The uncharted space of non-Hermitian solutions to the Hartree-Fock and Kohn-Sham equations

TL;DR

This paper explores the novel space of non-Hermitian solutions to Hartree-Fock and Kohn-Sham equations, revealing new physically interpretable states that extend the applicability of these methods to open-system scenarios.

Contribution

It introduces and characterizes a new class of non-Hermitian solutions to HF and KS equations, highlighting their physical relevance and implications for open-system quantum chemistry.

Findings

New non-Hermitian solutions are always encountered in open-system calculations.

These solutions can be physically interpreted, extending the applicability of HF and KS.

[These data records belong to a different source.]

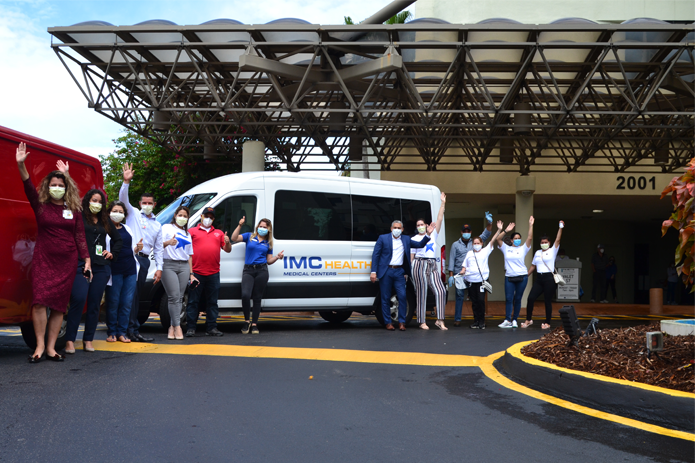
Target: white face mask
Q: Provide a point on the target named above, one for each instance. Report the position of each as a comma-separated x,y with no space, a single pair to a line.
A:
56,192
117,216
95,207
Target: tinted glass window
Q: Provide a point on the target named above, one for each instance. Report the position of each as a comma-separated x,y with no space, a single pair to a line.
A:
306,215
412,212
373,216
193,202
231,210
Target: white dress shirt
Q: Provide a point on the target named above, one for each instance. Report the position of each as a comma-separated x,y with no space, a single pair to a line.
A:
397,256
143,227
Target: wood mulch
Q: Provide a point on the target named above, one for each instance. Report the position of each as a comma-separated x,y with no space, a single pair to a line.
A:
622,353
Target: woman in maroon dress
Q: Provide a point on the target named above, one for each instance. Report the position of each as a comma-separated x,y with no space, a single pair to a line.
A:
60,239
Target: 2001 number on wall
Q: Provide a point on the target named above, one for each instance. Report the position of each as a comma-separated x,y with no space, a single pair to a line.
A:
631,183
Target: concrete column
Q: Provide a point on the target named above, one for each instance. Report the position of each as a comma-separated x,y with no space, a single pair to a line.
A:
253,157
525,187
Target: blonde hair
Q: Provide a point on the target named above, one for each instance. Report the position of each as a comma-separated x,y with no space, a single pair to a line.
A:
269,236
72,193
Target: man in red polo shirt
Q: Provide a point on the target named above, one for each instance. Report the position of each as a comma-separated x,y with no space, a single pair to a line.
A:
207,242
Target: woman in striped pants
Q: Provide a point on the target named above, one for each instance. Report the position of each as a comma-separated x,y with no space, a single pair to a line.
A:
426,272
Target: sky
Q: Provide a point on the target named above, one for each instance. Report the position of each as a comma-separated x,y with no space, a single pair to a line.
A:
38,96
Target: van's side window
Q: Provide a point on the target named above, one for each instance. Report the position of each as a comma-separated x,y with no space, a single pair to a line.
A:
232,209
413,211
307,215
373,216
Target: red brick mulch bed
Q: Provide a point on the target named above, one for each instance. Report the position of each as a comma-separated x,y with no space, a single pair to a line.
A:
622,353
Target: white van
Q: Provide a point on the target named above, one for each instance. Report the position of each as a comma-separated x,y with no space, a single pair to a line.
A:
327,227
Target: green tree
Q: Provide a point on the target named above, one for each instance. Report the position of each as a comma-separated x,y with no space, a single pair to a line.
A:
159,171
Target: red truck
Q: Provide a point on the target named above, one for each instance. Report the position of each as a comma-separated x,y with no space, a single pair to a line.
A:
18,234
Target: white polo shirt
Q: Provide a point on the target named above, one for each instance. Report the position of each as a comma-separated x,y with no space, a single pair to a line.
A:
545,260
514,264
430,249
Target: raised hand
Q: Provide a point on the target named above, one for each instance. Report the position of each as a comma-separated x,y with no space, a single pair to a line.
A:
22,153
128,172
63,166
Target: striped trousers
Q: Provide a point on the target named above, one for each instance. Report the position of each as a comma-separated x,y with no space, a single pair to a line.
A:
426,273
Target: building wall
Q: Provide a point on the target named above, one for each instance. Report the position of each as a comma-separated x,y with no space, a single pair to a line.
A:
546,11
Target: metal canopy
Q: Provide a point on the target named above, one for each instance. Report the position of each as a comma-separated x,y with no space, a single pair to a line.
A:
565,97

The work uncovers an uncharted space of solutions in quantum chemistry methods.

Abstract

Many problems in physical chemistry involve systems that are coupled to an environment, such as a molecule interacting with an adjacent surface, possibly resulting in meta-stable molecular states where electron density is transferred to the surface. Such systems can be described by non-Hermitian quantum mechanics (NHQM), where the Hamiltonian includes dissipative terms. Within NHQM, one can also formulate the Hartree-Fock (HF) and Kohn-Sham (KS) methods and, as in the conventional theory, an effective independent-particle picture is employed. The crucial observation of the present work is that even for systems that are not coupled to an environment, in the HF or KS equation a single electron is coupled to a bath of the remaining electrons which can act as an environment, opening up the possibility for the exchange of current density between the one-electron and the remaining N-1 electron system. The corresponding self-consistent states represent a new uncharted space of solutions to the HF and KS equations. We show that the additional solutions can have a physical interpretation and thus extend the range of problems HF and KS can be applied to. If open-system HF and KS calculations are performed, the new class of solutions is always encountered but this has also not been noted previously.